December 25th, 2008 · Comments

Christians have been engaged in a battle to put “Christ back in Christmas” for as long as I can remember. There have been uproars over the use of “happy holidays” instead of “merry Christmas,” outrage over lawsuits that have been filed to keep Christmas trees or nativity scenes out of public view. The hostility toward anything Jesus-related is hard to miss. While I do find this opposition disheartening at times, and I do mourn over this PC-run-amok nonsense, I sometimes wonder if Christians are fighting the wrong battle.

While celebrating the birth of my savior is certainly a good thing, the term “Christmas” isn’t inherently biblical. It’s a man-made celebration of a heavenly event, and as such, if the celebration has become meaningless, maybe it’s time to move on. Seriously, how many different times have you heard someone - usually a voice-over artist in a commercial - tell you the “true” meaning of Christmas this year? How many of them have actually gotten it right?

Personally, I feel that this battle has been lost on a cultural level. The work “Christmas” has no real meaning to the majority of Americans today. So what’s the value of constantly fighting to keep it from being censored?

Is it possible that it’s time for a new angle?

My pastor always gives a little introductory thought at the beginning of our church services, before we sing and he transitions into his actual topic of the day. And it was with these thoughts about the Christmas battle already in my mind that I listened in amusement (due to my pastor’s West Virginian style) to him expressing many of the same sentiments in one of his introductions. But he had a solution.

There is an other term used by some Christians to describe the arrival of Christ. In some contries, it is actually still in wide use. It is the word “advent.” It means “The coming or arrival, especially of something extremely important.”

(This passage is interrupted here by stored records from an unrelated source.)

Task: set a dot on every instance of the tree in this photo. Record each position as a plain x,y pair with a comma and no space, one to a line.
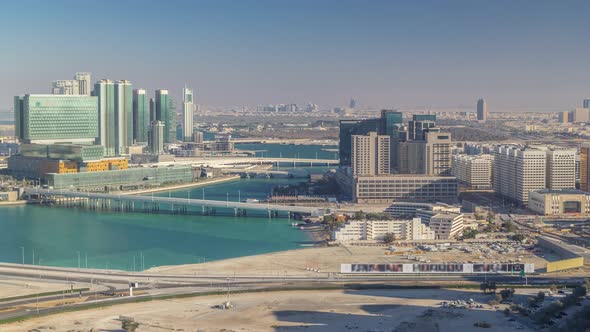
518,237
469,233
540,296
507,293
129,325
580,291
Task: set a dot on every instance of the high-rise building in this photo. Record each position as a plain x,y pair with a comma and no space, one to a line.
579,115
370,154
419,125
84,83
518,170
431,156
48,119
65,87
563,117
140,116
585,167
105,91
123,116
561,168
167,116
157,137
482,110
353,127
188,108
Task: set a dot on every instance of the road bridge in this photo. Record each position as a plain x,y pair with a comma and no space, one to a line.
156,204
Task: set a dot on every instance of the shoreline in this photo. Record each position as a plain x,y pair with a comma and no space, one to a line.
183,186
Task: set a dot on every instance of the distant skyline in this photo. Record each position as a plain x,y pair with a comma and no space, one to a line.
405,54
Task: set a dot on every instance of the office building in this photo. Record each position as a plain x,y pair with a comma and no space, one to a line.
84,83
56,119
400,187
475,172
563,117
390,123
430,156
482,110
123,116
446,225
519,170
551,202
198,137
64,87
375,230
370,154
132,178
561,168
166,113
105,91
140,116
188,109
584,167
353,127
420,210
580,115
115,104
157,137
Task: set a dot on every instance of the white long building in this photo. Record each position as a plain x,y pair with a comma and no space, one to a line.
473,171
375,230
518,170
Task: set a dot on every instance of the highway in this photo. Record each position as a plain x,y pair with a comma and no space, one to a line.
154,285
177,201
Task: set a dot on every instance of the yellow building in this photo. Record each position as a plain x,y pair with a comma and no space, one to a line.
550,202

What is more important than the arrival of our Savior on Earth? My pastor’s suggestion was that we stop using the phrase “merry Christmas” and instead say “blessed Advent!” It’s a wonderful idea, because it both avoids the controversy surrounding the word “Christmas,” and it also gets people’s attention. And, as my pastor put it, once you have their attention and ask what you mean by the phrase, you can hand them the book The Prodigal God by Timothy Keller. It’s a perfect one-two punch. :)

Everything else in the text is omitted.